The California Supreme Court refused to review the case in March. Now, the US Supreme Court has followed suit. The refusals to hear the appeal means the two high courts have accepted the state appeals court's reasoning that California's medical marijuana law is not preempted by federal law, said medical marijuana advocates.

"It's now settled that state law enforcement officers cannot arrest medical marijuana patients or seize their medicine simply because they prefer the contrary federal law," said Joe Elford, chief counsel with Americans for Safe Access (ASA), the medical marijuana advocacy organization that represented Kha. "Perhaps, in the future local government will think twice about expending significant time and resources to defy a law that is overwhelmingly supported by the people of our state."

But Lois Bobak, a private attorney whose firm represents the city on a contract basis, said the issue in the case was a narrow one. "The US Supreme Court didn't issue any kind of ruling, it just failed to review a lower-court decision," Bobak told NBC Los Angeles. "You can't read too much into that fact. The city felt it was important to pursue the legal principle that police shouldn't be put in a position of returning a substance that is contraband under federal law."

It's federal law that needs to change, said ASA spokesman Kris Hermes. "The source of local law enforcement's resistance to upholding state law is an outdated, harmful federal policy with regard to medical marijuana," he said. "This should send a message to the federal government that it's time to establish a compassionate policy more consistent with the 13 states that have adopted medical marijuana laws."

Legalize All Hemp?

It should also follow that if the enforcement of federal drug laws is not the duty of local and state law enforcement, then states having industrial hemp laws ought likewise exempt local and state law enforcement from enforcing federal laws against those growing, processing, manufacturing and selling hemp products.
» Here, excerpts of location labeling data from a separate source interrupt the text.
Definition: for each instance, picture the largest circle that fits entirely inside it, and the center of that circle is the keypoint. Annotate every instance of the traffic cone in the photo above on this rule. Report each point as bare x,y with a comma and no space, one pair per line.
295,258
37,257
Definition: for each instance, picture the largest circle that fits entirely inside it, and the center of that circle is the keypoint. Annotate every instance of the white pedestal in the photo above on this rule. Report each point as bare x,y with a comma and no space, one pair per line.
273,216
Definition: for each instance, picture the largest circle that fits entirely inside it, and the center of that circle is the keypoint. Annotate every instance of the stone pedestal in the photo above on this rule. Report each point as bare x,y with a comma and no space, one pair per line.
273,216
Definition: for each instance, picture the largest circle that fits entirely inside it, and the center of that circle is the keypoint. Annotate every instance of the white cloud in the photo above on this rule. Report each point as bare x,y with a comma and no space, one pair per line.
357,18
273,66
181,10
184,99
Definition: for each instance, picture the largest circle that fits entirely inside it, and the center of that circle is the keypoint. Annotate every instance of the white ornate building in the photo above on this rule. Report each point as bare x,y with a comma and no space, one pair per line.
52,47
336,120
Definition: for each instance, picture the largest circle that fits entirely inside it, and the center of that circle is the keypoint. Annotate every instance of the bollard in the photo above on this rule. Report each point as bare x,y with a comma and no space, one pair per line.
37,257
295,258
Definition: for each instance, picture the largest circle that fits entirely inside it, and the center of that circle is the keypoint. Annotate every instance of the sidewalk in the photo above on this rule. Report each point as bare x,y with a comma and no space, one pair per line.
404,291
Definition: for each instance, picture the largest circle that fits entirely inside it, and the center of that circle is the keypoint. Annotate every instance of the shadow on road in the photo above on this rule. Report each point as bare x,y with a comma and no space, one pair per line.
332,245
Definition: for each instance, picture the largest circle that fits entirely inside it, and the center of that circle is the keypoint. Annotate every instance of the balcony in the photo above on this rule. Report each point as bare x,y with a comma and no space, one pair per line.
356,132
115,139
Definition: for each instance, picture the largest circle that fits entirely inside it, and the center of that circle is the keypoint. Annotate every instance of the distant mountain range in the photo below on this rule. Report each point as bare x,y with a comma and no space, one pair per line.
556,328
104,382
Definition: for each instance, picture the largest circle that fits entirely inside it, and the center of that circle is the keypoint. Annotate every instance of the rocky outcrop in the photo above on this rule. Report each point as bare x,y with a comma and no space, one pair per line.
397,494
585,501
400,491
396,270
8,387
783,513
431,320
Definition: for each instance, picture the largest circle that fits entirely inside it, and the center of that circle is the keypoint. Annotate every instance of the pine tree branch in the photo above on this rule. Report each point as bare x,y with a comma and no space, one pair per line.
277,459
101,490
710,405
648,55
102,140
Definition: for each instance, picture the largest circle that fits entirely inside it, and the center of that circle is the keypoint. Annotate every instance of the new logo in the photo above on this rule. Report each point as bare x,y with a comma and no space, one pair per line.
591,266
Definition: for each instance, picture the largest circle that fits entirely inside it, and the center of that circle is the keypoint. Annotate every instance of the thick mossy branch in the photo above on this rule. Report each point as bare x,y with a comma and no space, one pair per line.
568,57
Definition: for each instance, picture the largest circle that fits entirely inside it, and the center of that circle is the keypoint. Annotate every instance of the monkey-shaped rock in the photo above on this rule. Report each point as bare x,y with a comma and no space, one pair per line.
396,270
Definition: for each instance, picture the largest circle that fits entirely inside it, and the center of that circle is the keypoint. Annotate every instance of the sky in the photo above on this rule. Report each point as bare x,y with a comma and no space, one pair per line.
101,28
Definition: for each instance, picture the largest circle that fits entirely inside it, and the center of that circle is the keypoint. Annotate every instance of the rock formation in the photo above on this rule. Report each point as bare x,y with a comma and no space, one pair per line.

States need to take the initiative and pass industrial hemp laws allowing for the growing, researching, testing, manufacturing and selling of hemp products. Hemp is not an enumerated object in the federal constitution. In Federalist Paper 39, cannabis-smoking James Madison wrote:

The federal government’s

jurisdiction extends to certain enumerated objects only, and leaves to the several States a residuary and inviolable sovereignty over all other objects.

States have a constitutional right to pass their own hemp laws including medical and recreational marijuana.

The care of human life and happiness, and not their destruction, is the first and only legitimate object of good government.